Gegenüber der italienischen Zeitung La Repubblicasagte Miitig, dass der Warlord und ehemalige CIA-Günstling Haftar "die Idee verkauft", dass er den islamistischen Terrorismus eindämmen könne, der sich seit der NATO-Intervention 2011 im Land festgesetzt hat. Doch "stattdessen wird er für 30 Jahre einen Bürgerkrieg, für 30 Jahre (die Herrschaft des) IS, für 30 Jahre Verwüstung herbeiführen", sagte Maitik.

In Libyen kämpfen die von den Vereinten Nationen anerkannte Regierung von Ministerpräsident Fayiz as-Sarradsch in Tripolis mit General Haftar und seiner "Libyschen Nationalarmee" um die Macht und Ressourcen des Landes.

Der libysche Kommandant Chalifa Haftar (Mitte) auf einer Konferenz zur allgemeinen Sicherheit in Bengasi

Nur kurz vor Beginn von Haftars Offensive gegen Tripolis am 4. April war der General in Saudi-Arabien zu Besuch, wo er den saudischen Kronprinzen Mohammed bin Salman und weitere hochrangige Vertreter des Königshauses traf. Dabei sollen ihm laut dem Wall Street Journal (WSJ) mehrere Millionen US-Dollar zugesprochen worden sein, um Libyen unter Haftars Herrschaft wieder zu vereinen.

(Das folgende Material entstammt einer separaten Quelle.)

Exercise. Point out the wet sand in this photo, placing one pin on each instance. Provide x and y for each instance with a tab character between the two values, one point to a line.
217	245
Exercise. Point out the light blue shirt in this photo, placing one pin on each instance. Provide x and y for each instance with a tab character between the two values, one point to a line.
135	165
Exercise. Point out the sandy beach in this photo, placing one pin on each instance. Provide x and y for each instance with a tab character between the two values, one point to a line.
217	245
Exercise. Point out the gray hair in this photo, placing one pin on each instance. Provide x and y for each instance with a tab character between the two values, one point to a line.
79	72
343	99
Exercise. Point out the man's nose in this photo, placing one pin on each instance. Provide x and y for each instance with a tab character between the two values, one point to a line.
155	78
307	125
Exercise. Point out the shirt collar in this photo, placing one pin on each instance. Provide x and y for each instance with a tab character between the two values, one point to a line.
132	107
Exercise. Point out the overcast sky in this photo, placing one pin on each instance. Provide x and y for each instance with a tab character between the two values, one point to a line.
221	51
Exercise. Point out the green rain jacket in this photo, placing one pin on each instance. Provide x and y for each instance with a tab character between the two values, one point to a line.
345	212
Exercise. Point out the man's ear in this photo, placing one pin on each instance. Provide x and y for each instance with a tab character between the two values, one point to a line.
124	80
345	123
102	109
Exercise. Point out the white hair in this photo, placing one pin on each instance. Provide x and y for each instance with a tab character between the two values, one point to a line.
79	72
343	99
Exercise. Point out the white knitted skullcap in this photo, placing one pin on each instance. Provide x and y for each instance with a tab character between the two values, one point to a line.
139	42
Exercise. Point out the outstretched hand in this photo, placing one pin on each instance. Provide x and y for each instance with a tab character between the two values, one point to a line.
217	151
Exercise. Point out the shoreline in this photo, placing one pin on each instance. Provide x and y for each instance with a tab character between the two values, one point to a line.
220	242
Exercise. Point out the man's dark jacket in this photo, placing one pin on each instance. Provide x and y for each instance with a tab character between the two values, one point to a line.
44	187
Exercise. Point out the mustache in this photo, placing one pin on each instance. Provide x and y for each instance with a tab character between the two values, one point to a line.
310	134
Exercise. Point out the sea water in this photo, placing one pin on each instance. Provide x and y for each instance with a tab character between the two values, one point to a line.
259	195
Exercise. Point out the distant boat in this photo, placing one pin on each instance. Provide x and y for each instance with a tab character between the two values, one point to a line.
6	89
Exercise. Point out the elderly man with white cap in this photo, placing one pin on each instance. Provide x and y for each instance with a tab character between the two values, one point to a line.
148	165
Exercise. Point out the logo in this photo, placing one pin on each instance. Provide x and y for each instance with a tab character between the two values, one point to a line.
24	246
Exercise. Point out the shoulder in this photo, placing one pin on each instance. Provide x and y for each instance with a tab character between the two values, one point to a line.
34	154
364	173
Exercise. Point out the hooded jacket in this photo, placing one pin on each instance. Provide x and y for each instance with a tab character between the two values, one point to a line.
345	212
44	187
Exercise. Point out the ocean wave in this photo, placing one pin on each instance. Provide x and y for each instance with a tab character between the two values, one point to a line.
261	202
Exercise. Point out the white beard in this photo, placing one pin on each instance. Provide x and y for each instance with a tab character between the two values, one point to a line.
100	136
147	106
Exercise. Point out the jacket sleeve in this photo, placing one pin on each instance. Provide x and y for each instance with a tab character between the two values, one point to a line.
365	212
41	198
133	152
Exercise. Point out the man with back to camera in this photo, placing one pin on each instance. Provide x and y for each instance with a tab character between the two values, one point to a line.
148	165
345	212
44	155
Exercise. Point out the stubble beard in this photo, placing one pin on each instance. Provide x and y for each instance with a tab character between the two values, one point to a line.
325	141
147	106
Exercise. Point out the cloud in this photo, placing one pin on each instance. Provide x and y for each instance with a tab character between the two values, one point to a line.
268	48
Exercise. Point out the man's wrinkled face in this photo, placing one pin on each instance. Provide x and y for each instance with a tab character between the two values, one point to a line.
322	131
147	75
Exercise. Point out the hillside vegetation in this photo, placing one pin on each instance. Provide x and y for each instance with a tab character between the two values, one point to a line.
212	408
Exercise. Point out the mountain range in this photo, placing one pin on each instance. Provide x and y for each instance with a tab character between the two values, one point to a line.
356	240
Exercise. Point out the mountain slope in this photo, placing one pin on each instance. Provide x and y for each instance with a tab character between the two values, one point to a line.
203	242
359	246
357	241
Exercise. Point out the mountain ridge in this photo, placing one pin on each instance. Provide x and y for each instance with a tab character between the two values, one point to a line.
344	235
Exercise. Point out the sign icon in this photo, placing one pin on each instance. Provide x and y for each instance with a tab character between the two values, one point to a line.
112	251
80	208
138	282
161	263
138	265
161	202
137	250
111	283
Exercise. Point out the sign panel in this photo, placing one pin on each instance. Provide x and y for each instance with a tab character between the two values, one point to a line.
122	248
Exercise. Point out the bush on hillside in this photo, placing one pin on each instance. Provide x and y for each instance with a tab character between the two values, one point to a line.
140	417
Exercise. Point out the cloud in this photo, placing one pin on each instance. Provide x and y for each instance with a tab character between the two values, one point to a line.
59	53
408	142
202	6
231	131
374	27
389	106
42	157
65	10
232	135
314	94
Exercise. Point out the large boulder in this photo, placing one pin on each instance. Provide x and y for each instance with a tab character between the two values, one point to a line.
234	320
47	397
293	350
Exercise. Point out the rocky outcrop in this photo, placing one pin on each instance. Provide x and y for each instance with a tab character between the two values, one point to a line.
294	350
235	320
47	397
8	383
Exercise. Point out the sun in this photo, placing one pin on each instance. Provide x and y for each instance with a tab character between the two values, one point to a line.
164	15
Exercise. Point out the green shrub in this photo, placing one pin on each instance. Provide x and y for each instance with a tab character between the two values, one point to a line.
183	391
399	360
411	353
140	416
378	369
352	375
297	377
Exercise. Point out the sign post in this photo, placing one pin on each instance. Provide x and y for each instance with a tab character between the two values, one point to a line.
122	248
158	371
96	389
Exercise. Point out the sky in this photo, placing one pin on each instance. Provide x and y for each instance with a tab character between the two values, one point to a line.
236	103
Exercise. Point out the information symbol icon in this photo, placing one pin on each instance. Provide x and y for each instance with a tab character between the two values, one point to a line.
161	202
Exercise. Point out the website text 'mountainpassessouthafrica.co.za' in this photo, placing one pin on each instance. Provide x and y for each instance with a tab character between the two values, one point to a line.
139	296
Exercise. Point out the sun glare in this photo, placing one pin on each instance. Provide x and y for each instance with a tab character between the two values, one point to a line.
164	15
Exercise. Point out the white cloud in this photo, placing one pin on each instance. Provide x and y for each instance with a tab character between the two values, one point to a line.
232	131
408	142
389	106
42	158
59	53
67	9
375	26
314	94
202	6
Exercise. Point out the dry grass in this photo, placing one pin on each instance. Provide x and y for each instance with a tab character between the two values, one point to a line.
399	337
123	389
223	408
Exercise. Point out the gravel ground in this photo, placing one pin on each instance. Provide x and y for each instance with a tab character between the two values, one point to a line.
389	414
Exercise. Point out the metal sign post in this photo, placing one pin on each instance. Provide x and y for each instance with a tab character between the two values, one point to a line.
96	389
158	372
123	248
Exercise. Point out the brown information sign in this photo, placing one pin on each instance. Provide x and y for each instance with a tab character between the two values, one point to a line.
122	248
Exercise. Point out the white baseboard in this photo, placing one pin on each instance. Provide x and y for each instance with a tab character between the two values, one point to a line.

Mit dem Geld sollte sich der General die Loyalität von verschiedenen Stammesführern sichern und den Sold für Kämpfer und Söldner bezahlen, die sich in seinen Dienst stellen. "Wir waren ziemlich großzügig", kommentierte ein saudischer Berater das Angebot.

Dr. Wolfram Lacher, ein Wissenschaftler der regierungsnahen Denkfabrik Stiftung Wissenschaft und Politik (SWP) mit Schwerpunkt Mittlerer Osten und Afrika, merkte dazu an, dass "Haftar heute [k]ein Player wäre ohne die ausländische Unterstützung, die er erhalten hat". "Ausländische Kontakte, selbst jene, die den Frieden anregten, haben den Status des libyschen Warlords gesichert", heißt es im WSJ weiter.

Zu den wichtigsten Verbündeten des libyschen Generals gehört Frankreich, dasselbe Land, das bereits die NATO-Intervention vor knapp acht Jahren am lautesten forderte. So war es denn auch Paris, das eine EU-Resolution zur Verurteilung der militärischen Offensive gegen die anerkannte Regierung in Tripolis verurteilen und Haftar zum Rückzug auffordern sollte, blockierte. In dem Resolutionsentwurf stand, dass die Angriffe seiner "Libyschen Nationalarmee" die "zivile Bevölkerung bedroht, den politischen Prozess unterbricht und eine weitere Eskalation mit ernsthaften Konsequenzen für Libyen und die weitere Region riskiert, einschließlich der terroristischen Bedrohung".

Auch UN-Generalsekretär António Guterres drängte auf einen Stopp der Militäroffensive. Er besuchte Haftar einen Tag nach Beginn der Offensive in der Hoffnung, ihn davon zu überzeugen, die Kampfhandlungen einzustellen und sich wieder dem UN-geführten Friedensprozess anzuschließen. Doch Guterres muss gespürt haben, dass seine Mission gescheitert ist, als er meinte, dass er Libyen "schweren Herzens und tief besorgt" verlassen hatte. Dabei war der UN-Generalsekretär nicht der einzige, der sich bei Chalifa Haftar anmeldete. Nur wenige Tage zuvor besuchte ihn eine Delegation von Diplomaten und Regierungsangehörigen aus 13 Ländern, die dem ehemaligen CIA-Günstling die gleiche Bitte wie Guterres vortrugen.